In Kri u-Khtiv, the vowels provided are for those of the Kri. The Kri of YHVH is usually Adonay. The first vowel of Adonay is Hataf-Patah. Why then is the first vowel of YHVH given as Shva in those cases instead of Hataf-Patah?
The niqqud we use today is that of the Tiberians. The default pronunciation of the shewa naʿ in the Tiberian tradition was identical to the pronunciation of the ḥataf pataḥ, and took on other qualities depending on its environment.

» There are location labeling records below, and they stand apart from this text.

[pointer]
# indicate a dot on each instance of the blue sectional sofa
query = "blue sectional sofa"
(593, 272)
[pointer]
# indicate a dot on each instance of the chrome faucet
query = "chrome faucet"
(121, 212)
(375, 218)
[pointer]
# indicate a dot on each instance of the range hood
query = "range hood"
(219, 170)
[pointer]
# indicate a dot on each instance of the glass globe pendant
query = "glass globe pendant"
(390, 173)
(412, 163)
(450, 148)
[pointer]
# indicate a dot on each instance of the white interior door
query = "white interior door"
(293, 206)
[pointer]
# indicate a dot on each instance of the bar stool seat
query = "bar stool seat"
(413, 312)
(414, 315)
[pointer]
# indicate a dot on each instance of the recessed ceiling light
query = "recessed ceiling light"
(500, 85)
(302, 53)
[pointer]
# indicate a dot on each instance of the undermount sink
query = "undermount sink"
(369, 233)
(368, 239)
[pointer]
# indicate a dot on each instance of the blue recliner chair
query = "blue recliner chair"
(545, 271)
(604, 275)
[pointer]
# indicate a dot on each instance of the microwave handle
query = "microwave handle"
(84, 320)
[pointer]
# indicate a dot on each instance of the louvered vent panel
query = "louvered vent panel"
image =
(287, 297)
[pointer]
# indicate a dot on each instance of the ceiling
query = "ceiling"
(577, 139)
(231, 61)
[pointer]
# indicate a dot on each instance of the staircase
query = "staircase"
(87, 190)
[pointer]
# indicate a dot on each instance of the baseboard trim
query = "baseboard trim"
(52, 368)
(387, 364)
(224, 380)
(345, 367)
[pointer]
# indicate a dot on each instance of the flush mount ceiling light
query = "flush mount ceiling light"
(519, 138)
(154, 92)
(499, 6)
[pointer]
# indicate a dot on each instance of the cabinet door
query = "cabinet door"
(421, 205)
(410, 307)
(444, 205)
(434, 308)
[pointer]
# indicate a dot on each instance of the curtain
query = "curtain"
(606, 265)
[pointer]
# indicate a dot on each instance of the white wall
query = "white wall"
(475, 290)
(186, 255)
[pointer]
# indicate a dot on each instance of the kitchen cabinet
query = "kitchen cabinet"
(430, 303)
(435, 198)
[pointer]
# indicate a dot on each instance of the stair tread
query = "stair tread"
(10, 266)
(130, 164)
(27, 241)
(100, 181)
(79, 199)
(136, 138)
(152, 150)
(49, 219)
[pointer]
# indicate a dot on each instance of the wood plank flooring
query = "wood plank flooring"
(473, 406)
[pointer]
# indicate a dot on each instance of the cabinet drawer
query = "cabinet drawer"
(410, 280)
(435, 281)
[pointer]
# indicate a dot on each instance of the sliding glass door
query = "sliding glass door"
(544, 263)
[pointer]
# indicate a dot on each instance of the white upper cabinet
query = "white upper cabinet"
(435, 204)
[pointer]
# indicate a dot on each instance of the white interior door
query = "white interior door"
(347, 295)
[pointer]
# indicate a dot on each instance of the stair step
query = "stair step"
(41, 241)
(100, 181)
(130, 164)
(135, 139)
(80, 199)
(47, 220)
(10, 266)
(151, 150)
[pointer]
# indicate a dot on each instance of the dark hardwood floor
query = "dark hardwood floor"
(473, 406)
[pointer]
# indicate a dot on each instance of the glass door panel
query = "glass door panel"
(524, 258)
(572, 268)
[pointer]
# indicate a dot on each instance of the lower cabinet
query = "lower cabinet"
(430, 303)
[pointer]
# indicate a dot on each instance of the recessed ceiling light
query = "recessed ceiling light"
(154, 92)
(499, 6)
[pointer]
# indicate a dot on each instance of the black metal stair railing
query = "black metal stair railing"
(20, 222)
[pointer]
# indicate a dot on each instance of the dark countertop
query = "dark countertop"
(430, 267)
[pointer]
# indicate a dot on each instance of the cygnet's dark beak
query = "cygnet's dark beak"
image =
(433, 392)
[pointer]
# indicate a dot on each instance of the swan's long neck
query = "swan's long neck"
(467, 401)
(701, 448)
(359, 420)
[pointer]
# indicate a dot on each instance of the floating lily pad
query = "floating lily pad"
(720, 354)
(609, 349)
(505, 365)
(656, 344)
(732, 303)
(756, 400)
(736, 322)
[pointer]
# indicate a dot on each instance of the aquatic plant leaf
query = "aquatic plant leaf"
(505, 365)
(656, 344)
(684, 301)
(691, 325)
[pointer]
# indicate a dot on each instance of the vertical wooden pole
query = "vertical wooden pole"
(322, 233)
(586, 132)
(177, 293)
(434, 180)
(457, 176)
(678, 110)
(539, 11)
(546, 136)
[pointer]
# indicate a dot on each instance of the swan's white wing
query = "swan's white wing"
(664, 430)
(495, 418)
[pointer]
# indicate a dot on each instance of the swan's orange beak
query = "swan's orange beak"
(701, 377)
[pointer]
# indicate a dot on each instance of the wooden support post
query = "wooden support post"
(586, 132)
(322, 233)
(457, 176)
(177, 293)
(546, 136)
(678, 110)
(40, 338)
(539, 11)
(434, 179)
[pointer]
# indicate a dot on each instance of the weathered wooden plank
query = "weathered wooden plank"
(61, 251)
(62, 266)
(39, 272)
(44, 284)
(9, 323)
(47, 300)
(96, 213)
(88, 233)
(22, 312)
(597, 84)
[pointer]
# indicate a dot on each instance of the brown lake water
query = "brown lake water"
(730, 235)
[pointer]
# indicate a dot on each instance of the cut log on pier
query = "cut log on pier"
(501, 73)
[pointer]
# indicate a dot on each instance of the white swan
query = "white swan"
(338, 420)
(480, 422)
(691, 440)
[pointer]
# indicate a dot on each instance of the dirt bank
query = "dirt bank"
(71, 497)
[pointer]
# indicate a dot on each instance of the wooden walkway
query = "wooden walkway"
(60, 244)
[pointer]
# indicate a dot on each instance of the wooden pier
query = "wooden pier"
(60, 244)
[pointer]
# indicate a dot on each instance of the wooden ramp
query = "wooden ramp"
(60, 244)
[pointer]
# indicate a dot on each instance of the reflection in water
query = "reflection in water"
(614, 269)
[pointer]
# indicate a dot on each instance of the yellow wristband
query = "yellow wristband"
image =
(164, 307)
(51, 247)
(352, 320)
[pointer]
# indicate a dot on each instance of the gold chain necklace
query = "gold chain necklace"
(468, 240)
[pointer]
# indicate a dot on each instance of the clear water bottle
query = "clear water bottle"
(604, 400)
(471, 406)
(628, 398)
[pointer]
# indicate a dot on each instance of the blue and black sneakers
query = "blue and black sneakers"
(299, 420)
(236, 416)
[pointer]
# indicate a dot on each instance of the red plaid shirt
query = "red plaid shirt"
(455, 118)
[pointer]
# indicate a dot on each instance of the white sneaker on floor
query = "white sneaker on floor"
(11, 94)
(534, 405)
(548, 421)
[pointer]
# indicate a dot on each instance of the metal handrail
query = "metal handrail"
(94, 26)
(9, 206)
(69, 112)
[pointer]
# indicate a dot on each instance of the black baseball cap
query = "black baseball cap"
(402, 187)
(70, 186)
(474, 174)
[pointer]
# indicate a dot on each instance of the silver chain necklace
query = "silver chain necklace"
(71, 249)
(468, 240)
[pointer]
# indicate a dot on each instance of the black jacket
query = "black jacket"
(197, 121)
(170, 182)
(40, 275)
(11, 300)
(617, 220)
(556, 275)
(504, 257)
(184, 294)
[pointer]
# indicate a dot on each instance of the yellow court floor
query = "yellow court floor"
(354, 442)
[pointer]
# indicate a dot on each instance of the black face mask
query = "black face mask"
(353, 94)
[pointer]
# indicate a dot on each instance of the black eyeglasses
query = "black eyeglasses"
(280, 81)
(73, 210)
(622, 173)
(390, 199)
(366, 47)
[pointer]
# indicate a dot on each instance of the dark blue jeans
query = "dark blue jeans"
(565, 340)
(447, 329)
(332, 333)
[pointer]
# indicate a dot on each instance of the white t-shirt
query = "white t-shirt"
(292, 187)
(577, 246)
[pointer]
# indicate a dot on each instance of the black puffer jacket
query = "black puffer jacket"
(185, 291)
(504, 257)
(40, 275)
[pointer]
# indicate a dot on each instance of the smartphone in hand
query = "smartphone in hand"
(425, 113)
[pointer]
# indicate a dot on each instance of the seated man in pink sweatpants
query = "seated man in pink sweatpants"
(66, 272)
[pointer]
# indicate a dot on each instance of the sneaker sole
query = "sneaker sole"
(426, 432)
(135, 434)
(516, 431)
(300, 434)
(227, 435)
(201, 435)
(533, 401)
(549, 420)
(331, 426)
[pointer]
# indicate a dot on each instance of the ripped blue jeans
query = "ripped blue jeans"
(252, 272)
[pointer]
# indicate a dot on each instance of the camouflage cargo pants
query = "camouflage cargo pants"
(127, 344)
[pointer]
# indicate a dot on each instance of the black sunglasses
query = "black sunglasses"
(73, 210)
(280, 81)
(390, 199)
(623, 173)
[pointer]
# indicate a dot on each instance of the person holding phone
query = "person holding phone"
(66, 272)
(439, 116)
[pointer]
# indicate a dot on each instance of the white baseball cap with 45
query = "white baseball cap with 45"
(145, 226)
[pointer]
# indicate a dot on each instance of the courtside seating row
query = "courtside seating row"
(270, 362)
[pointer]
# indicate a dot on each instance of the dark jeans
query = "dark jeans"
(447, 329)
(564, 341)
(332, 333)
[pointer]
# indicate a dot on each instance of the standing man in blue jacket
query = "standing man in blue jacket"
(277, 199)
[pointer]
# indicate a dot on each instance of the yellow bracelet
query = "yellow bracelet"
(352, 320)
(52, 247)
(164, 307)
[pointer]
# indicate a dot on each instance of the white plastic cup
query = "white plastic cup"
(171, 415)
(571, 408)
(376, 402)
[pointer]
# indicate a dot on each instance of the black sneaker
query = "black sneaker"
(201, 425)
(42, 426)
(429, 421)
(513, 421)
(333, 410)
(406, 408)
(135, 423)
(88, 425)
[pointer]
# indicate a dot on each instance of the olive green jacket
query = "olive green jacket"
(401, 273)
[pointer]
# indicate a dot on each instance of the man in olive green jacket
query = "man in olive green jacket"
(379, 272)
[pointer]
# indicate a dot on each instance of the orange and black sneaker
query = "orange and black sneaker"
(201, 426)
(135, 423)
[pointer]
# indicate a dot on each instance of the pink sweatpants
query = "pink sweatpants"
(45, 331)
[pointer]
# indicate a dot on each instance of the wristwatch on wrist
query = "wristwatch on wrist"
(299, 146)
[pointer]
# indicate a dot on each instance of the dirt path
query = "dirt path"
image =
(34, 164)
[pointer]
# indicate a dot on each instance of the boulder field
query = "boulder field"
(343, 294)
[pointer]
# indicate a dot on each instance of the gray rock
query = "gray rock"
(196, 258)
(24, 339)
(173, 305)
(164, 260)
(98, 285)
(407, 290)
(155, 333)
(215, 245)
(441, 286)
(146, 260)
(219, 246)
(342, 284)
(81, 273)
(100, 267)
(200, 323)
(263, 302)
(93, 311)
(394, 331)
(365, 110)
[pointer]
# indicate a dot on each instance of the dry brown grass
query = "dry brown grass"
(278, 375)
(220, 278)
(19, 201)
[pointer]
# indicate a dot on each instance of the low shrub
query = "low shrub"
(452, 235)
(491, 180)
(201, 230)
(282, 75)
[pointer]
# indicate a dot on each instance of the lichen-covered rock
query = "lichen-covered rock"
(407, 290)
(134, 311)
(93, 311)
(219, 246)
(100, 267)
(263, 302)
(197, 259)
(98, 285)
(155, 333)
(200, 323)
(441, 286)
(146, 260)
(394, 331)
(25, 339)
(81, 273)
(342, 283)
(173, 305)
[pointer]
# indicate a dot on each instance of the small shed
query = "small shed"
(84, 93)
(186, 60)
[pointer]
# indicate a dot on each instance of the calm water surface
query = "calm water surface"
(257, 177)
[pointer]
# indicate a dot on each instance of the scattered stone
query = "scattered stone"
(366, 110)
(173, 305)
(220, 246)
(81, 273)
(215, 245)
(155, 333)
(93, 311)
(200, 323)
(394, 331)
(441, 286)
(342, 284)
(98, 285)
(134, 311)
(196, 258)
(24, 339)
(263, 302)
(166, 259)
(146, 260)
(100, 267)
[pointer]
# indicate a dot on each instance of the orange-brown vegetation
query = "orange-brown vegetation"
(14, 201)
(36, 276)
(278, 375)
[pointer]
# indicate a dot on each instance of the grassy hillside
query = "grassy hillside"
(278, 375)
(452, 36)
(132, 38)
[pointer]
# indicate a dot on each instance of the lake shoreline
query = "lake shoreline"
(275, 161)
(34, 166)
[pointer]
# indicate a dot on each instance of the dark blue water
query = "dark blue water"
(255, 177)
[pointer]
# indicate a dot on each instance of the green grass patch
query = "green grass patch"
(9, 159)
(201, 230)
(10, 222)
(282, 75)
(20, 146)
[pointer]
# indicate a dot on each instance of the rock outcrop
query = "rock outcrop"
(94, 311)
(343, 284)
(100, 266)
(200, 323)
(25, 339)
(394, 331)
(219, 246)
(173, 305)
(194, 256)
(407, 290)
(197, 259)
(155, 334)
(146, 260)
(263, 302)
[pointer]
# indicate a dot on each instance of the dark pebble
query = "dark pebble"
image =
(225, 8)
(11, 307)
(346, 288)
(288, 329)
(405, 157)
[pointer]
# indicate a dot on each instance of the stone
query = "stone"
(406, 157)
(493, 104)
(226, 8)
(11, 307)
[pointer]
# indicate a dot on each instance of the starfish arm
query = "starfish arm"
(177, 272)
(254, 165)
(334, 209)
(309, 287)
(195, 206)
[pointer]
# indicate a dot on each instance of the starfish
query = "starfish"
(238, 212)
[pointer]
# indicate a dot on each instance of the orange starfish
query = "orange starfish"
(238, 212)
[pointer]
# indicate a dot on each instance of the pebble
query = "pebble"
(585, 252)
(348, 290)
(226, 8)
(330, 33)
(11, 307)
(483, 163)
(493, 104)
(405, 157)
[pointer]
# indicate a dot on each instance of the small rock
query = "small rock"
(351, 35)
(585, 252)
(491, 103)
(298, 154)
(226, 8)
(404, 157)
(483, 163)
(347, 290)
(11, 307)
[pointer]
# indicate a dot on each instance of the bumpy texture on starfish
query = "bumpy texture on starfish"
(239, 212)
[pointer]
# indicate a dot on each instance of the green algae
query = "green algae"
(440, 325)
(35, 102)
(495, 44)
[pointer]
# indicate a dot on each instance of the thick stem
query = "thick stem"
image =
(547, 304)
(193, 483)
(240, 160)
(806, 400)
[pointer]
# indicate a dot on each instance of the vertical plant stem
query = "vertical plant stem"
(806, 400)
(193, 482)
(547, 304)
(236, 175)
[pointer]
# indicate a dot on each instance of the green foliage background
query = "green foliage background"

In some situations, such as under a gutteral letter, the vowel quality of a shewa would was less predictable; as such, ḥatef forms of vowels were used to remove ambiguity.
Before the stabilization of the ḥatefim in manuscripts, regular shewas were sometimes used under gutterals. For example, in MS Sassoon 1053 a "simple shewa rather than ḥaṭeph segol is used with aleph (as in אְלֹהִים)" (Yeivin, Introduction to the Tiberian Masorah, §34).
This image shows both shewas under gutterals and ḥatefim in MS Sassoon 1053:
Thus, Khan proposes that the ketiv form יְהוָה "is a vestige of a primitive stage of the development of Tiberian vocalization, in which a shewa rather than a ḥaṭeph sign was written on the ʾalef" (Encyclopedia of Hebrew Language and Linguistics, Ketiv and Qere).
i agree with @DoubleAA in the comments that it is just short-hand
but there can be another reason of the 2 versions
When, however, [the name] is written as י‑ה‑ו‑ה, there are those who pronounce the alef with a shva, for this is the vowel of [the corresponding initial letter which is] the yud of the name י‑ה‑ו‑ה. Others pronounce the alef with a chataf patach, using the same vowel as the alef of the name A-donai.